Scientists have unveiled a new software that could pave the way for real-time DNA-authentication, with the ability to identify people from their DNA in just minutes.
While it might sound like something out of a science fiction movie, researchers involved in the work say it could be used for everything from crime scene analysis to experimental cancer research.
The software works with a credit-card sized DNA sequencer, and can confirm the identity of a person or cells with near-perfect accuracy.
The team from Columbia University and the New York Genome Center found a new way to use the $1000 MinION instrument, which pulls strands of DNA through its pores to read out sequences of nucleotides.
While the instrument has helped scientists study bacteria and viruses in the field, it has a high error rate and large sequencing gaps, which has largely stood in the way of its use on human cells.
The new method, however, is a two-step process that produces more accurate results.

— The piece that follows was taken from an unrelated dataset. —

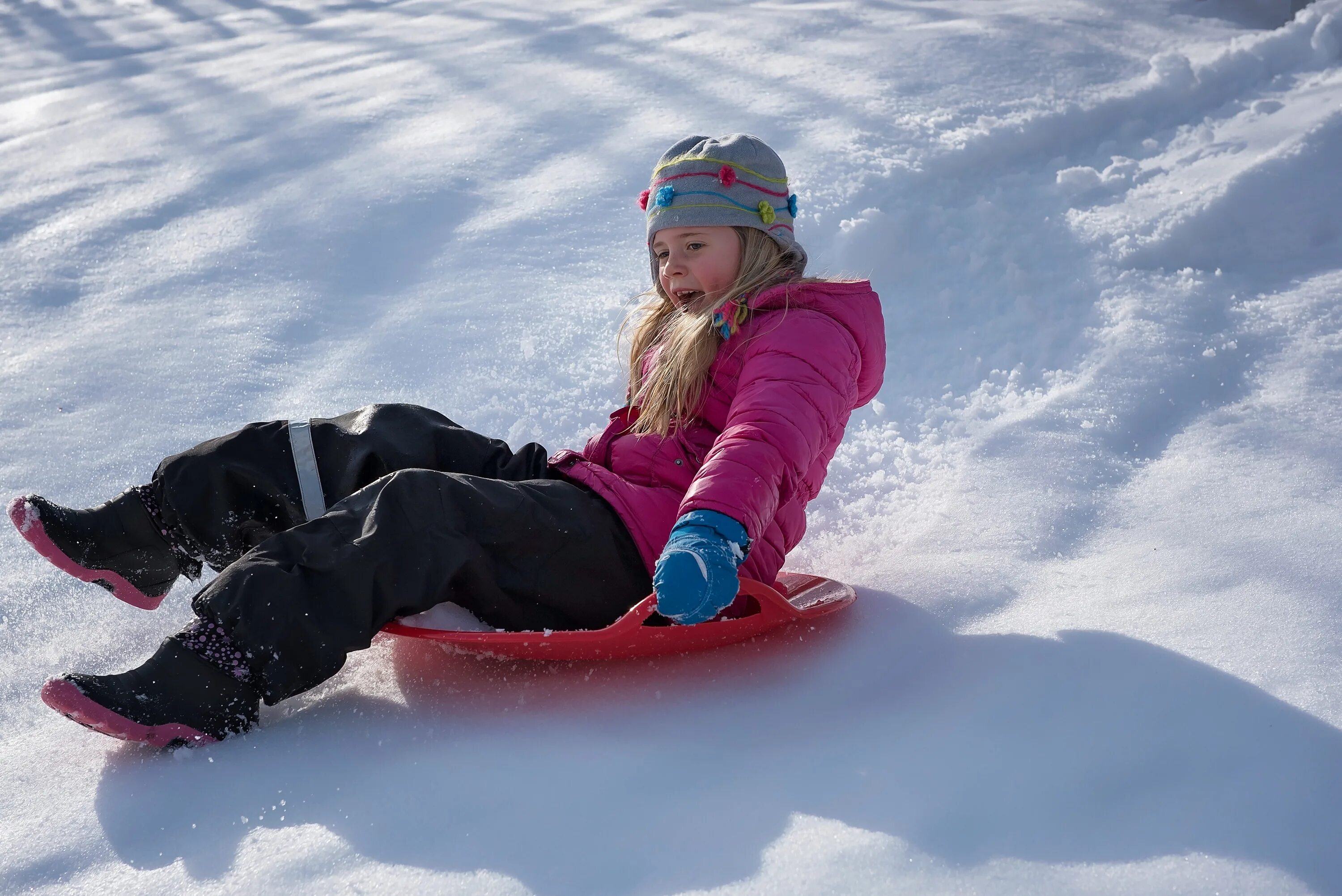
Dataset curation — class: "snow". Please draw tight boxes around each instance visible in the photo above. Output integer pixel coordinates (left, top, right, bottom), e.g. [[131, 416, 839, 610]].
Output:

‘Our method opens up new ways to use off-the-shelf technology to benefit society,’ said the study’s senior author Yaniv Erlich, a computer science professor at Columbia Engineering, an adjunct core member at NYGC, and a member of Columbia’s Data Science Institute.
‘We’re especially excited about the potential to improve cell-authentication in cancer research and potentially speed up the discovery of new treatments.’
The researchers use MinION to sequence random strings of DNA.
Then, they select individual variants, and compare the mix with other variants from other genetic profiles on file using a Bayesian algorithm.
The method cross-checks between 60 and 300 variants to validate a person’s identity in minutes.
The team even tested it out on themselves, and found it could validate their identities the reference profiles.
‘Using our method, one needs only a few DNA reads to infer a match to an individual in the database,’ says Sophie Zaaijer, a former member of NYGC and now a postdoctoral researcher at Cornell Tech.
The technique, dubbed ‘MinION sketching’ could be useful as a fast, cheap cell-authentication tool.
The researchers were also able to use it to match a strain of leukemic cells against a reference file in the Cancer Cell line Encyclopedia database.
And, when they tried contaminating the cells with other cultures, it correctly rejected a match when the levels climbed above 25 percent.
As misidentified or contaminated cells have posed a major problem for medical research, the technique could help to improve validation methods.
According to the researchers, roughly a third of the $28 million spent yearly on studies that can’t be replicated involve misidentified or contaminated cell lines.
Validating cultures often requires shipping the samples to specialized labs – and, some researchers skip the process altogether.
‘No one wants to waste time and reagents working on the wrong cells,’ said Neville Sanjana, a core faculty member at NYGC and assistant professor at NYU’s Department of Biology who works on skin and lung cancer cell lines and was not involved in the study. ‘At the right price, every lab will adopt this.